Last month, Illinois passed new legislation (SB 1715) strengthening and updating its oil and gas regulations. Governor Pat Quinn and sponsors of the new law claim it will give the state “the strongest, most effective drilling safeguards enacted by any state in the nation” while still allowing the industry to “develop in a responsible manner.”
The new Illinois law came too late to be included in RFF’s recent analysis of state shale gas regulations, which reviewed 25 regulatory elements (20 of which we tracked statistically) across 31 states. But we’ve since updated our database to include the new rules. As we’ve noted, the data doesn’t allow us to rank states according to the cost or environmental effectiveness of their regulations. But we can evaluate a bold claim like that made by Illinois, at least for the regulations in our sample.
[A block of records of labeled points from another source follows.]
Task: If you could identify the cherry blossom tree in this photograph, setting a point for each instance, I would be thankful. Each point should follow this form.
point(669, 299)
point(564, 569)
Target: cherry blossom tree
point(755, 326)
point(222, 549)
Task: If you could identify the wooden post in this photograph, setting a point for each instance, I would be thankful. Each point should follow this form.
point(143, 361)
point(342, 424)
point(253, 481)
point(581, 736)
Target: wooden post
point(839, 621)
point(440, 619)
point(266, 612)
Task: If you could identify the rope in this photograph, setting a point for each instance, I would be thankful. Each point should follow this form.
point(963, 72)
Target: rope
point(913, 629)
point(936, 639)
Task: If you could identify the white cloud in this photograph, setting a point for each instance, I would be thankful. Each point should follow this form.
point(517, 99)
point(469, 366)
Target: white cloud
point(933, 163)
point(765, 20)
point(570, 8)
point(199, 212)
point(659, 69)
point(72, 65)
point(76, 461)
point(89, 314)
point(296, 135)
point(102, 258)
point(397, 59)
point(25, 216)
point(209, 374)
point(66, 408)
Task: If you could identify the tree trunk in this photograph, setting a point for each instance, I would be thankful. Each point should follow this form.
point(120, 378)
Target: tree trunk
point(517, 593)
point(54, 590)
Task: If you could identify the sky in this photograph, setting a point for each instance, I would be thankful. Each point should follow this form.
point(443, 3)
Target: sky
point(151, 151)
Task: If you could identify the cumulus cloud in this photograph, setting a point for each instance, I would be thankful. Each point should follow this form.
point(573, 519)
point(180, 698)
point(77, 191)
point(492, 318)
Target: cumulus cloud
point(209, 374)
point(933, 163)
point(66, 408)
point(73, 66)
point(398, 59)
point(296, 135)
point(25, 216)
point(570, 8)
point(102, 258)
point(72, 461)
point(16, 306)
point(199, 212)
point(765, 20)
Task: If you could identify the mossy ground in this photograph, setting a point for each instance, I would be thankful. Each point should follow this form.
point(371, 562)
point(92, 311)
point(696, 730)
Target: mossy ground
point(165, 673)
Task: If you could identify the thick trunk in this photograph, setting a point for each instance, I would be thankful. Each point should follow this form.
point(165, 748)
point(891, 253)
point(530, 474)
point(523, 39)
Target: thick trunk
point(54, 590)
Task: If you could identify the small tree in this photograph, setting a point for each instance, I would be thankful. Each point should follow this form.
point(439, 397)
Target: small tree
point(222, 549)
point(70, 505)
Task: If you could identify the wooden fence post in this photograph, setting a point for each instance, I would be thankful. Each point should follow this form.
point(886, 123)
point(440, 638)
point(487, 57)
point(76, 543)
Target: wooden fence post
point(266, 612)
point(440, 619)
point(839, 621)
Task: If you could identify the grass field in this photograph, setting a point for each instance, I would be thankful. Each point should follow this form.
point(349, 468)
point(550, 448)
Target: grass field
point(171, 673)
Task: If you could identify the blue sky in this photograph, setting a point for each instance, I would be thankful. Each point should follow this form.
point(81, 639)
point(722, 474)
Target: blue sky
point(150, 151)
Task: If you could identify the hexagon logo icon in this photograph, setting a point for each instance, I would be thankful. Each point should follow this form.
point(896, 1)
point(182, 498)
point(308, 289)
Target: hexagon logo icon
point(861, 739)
The Illinois bill increased the stringency of many existing regulations and added newly regulated elements. For example, new regulations will increase the distance a well pad must be from a building, increase the distance from the well pad that water testing must take place prior to drilling, and increase requirements for cement depth and casing. New regulations include those regarding cement type, setbacks from water sources, and limitations on venting of gas. The severance tax rate is also increased under the new bill—though these rates are tracked in our analysis, we don’t treat them as a form of regulation or count them for stringency purposes.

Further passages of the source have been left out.